Loan Portfolio Quality and Efficiency of Quoted Deposit Money banks in Nigeria
1Gabriel,Femi Goodwill,
2Ameh O Jacob,
1,2Department of Accounting, University of Calabar, Nigeriahttps://doi.org/10.47191/jefms/v3-i11-01
ABSTRACT:
Banking world over is adjusting to profound changes following the backdrop of current economic downturn with its significant impact on global financial outlook. In the face of corona virus diseases 2019 (covid 19) pandemic, most entities including Banks are experiencing general economic conditions associated with financial market volatility and erosion, deteriorating credits and loan portfolio, liquidity concerns, further increases in government intervention, increasing unemployment and layoffs, broad declines in consumer discretionary spending, increasing inventory levels, and general reductions in production because of decreased demand. This study investigates loan portfolio quality and efficiency of Quoted Deposit Money Banks (DMBs) in Nigeria amidst these phenomena.

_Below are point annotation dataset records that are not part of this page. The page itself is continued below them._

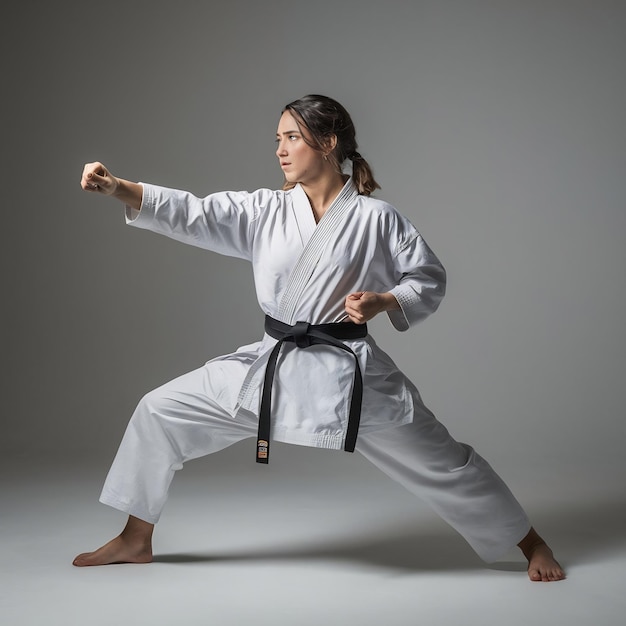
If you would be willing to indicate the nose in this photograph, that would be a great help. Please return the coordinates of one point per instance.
(281, 149)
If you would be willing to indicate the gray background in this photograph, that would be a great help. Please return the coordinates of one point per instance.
(497, 127)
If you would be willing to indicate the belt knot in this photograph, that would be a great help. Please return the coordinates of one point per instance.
(301, 335)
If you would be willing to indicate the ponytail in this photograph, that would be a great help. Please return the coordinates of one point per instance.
(362, 175)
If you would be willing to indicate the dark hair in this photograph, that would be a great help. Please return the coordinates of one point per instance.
(324, 117)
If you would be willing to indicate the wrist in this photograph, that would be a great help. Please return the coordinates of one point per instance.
(389, 302)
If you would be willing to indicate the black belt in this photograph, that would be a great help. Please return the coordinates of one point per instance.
(304, 335)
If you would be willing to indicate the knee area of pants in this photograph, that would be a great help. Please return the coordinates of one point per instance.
(153, 403)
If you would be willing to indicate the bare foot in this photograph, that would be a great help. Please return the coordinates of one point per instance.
(542, 566)
(116, 551)
(133, 545)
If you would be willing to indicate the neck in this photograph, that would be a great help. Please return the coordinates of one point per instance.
(322, 193)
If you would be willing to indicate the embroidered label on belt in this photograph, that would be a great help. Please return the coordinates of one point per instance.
(262, 447)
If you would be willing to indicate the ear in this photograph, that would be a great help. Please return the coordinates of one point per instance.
(330, 143)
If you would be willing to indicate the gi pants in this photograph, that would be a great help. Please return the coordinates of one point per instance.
(183, 420)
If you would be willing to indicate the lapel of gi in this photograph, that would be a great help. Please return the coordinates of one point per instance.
(313, 249)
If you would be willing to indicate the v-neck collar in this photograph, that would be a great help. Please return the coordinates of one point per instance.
(304, 212)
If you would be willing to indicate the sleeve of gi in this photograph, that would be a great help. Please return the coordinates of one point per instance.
(221, 222)
(421, 282)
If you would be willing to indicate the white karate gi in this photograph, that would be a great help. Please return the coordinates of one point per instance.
(303, 271)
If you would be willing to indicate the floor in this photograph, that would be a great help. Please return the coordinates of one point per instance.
(315, 537)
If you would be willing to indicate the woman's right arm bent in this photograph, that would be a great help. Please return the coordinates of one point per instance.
(97, 179)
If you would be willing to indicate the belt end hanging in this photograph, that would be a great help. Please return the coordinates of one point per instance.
(262, 451)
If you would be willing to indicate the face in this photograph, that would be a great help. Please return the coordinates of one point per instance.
(300, 163)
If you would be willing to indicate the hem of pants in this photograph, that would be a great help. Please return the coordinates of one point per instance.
(497, 552)
(128, 508)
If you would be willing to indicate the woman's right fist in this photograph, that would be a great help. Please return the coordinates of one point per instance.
(96, 178)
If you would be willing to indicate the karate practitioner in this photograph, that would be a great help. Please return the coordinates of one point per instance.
(326, 259)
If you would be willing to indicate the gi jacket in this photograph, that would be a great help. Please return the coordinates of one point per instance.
(303, 271)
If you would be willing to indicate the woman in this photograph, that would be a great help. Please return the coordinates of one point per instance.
(326, 258)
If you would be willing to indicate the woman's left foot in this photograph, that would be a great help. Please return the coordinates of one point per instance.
(542, 566)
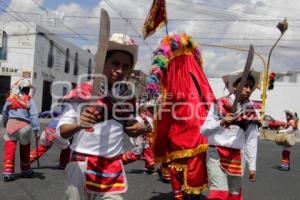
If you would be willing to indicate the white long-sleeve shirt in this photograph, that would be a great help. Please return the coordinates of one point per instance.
(232, 136)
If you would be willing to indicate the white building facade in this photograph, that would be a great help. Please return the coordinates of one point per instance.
(53, 64)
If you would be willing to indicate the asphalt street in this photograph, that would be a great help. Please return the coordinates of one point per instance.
(48, 182)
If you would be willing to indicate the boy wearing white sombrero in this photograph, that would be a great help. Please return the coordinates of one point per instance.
(231, 136)
(95, 168)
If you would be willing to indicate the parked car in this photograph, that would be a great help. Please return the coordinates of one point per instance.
(271, 123)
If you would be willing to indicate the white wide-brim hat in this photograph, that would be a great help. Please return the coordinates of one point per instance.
(230, 78)
(293, 114)
(122, 42)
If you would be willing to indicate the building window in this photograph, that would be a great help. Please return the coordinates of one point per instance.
(50, 55)
(75, 72)
(3, 48)
(67, 61)
(89, 69)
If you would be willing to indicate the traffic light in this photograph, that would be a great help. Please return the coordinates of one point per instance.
(271, 81)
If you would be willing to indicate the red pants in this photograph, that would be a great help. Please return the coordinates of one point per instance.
(9, 157)
(285, 158)
(129, 157)
(223, 195)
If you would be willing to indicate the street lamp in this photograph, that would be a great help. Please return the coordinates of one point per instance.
(282, 26)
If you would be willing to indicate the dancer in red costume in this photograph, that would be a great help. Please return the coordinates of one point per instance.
(142, 143)
(186, 97)
(46, 141)
(291, 129)
(232, 138)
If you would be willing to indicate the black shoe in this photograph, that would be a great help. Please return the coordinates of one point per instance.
(8, 177)
(27, 174)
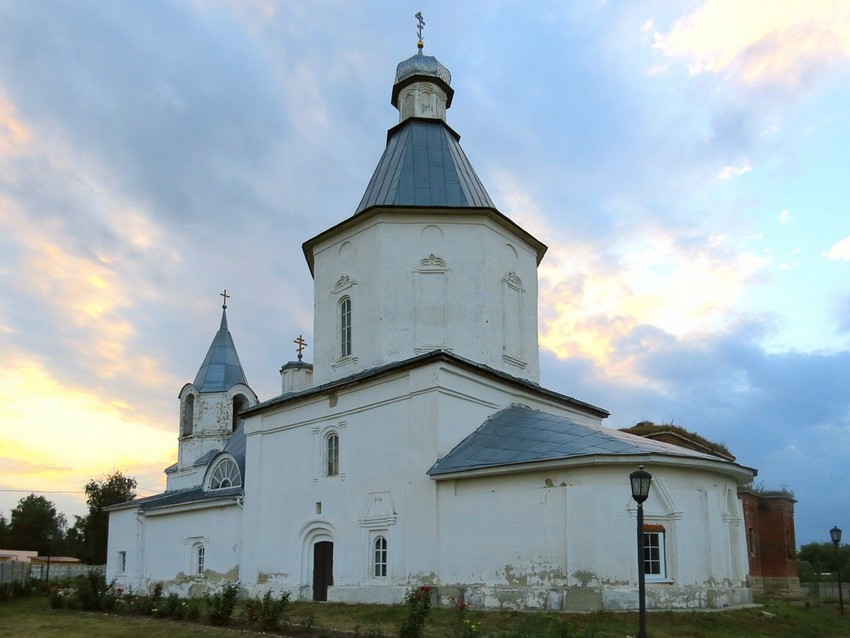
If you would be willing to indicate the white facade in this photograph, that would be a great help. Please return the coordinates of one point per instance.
(419, 448)
(426, 280)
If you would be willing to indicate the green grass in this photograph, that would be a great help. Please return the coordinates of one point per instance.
(33, 618)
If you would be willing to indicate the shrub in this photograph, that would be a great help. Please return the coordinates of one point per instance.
(272, 610)
(220, 604)
(464, 627)
(193, 609)
(418, 603)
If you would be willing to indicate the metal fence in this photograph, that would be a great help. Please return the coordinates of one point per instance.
(824, 589)
(59, 571)
(14, 572)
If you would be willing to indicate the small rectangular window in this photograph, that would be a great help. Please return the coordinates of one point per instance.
(345, 327)
(379, 559)
(654, 558)
(332, 455)
(201, 560)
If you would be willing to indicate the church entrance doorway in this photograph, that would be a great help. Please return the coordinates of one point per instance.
(323, 569)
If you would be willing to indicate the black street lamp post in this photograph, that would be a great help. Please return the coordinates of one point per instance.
(49, 548)
(835, 535)
(641, 480)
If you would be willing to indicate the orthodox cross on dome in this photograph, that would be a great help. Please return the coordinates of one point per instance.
(419, 28)
(301, 345)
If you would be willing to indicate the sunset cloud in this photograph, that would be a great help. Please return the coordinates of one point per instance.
(761, 41)
(840, 251)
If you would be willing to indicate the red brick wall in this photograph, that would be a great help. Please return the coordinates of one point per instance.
(771, 542)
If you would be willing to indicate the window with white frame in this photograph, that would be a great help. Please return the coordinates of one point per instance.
(188, 416)
(379, 557)
(225, 474)
(200, 556)
(654, 552)
(332, 454)
(345, 327)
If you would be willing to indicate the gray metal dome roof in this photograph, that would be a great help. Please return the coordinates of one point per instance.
(420, 64)
(424, 165)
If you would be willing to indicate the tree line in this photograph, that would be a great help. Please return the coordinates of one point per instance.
(35, 523)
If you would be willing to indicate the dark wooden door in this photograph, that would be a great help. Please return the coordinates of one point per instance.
(323, 569)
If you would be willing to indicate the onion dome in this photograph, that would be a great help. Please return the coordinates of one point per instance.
(422, 87)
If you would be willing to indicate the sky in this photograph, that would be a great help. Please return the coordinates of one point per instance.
(686, 163)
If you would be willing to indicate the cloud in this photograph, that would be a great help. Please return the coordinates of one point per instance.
(733, 171)
(676, 285)
(761, 42)
(73, 428)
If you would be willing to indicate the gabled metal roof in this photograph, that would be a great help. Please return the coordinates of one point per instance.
(179, 497)
(519, 434)
(221, 369)
(424, 165)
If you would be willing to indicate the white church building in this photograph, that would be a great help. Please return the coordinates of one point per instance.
(419, 447)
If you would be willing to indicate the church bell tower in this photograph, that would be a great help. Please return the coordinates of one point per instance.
(209, 408)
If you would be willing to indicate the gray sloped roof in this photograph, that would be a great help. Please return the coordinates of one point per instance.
(519, 434)
(181, 497)
(424, 165)
(221, 369)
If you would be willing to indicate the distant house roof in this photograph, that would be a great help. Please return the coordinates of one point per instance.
(221, 369)
(519, 434)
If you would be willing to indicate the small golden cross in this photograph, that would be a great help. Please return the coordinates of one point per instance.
(301, 345)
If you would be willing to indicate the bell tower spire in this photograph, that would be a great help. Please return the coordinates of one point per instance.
(210, 406)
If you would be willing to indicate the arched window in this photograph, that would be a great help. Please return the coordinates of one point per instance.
(199, 559)
(332, 454)
(379, 557)
(239, 404)
(225, 474)
(654, 552)
(188, 415)
(345, 327)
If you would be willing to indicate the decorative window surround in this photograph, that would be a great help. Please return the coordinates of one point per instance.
(343, 283)
(344, 361)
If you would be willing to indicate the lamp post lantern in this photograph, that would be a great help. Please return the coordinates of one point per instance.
(49, 549)
(835, 535)
(641, 480)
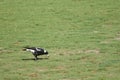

The population of the study consists of all the quoted Deposit Money Banks in Nigeria with sample of selected8surviving Deposit Money Banks with international authorization in Nigeria as at December, 2019. Using data envelopment analysis. The findings of the study reveals that the percentage value of loan portfolio at risk (VaR) and compliance level to prudential provisioning has negative effect on the efficiency of Quoted Deposit Money banks in Nigeria. While Management response to early warning triggers of non-performing loan has a significant positive impact on efficiency but capital adequacy does not in any way determine how efficient Quoted Deposit Money Banks in Nigeria are performing. The study therefore, recommends that, the management of Quoted Deposit Money Banks in Nigeria should intensify efforts in monitoring their loan portfolio and put in place adjustable risk coverage mechanism for safeguarding the asset quality. The managements of the banks are also advised to strengthen internal credit policies that will screen out potential bad loans and build a healthy and recoverable loan portfolio.
KEYWORDS:
Loan portfolio quality, Bank efficiency, Value at risk and Deposit Money Banks.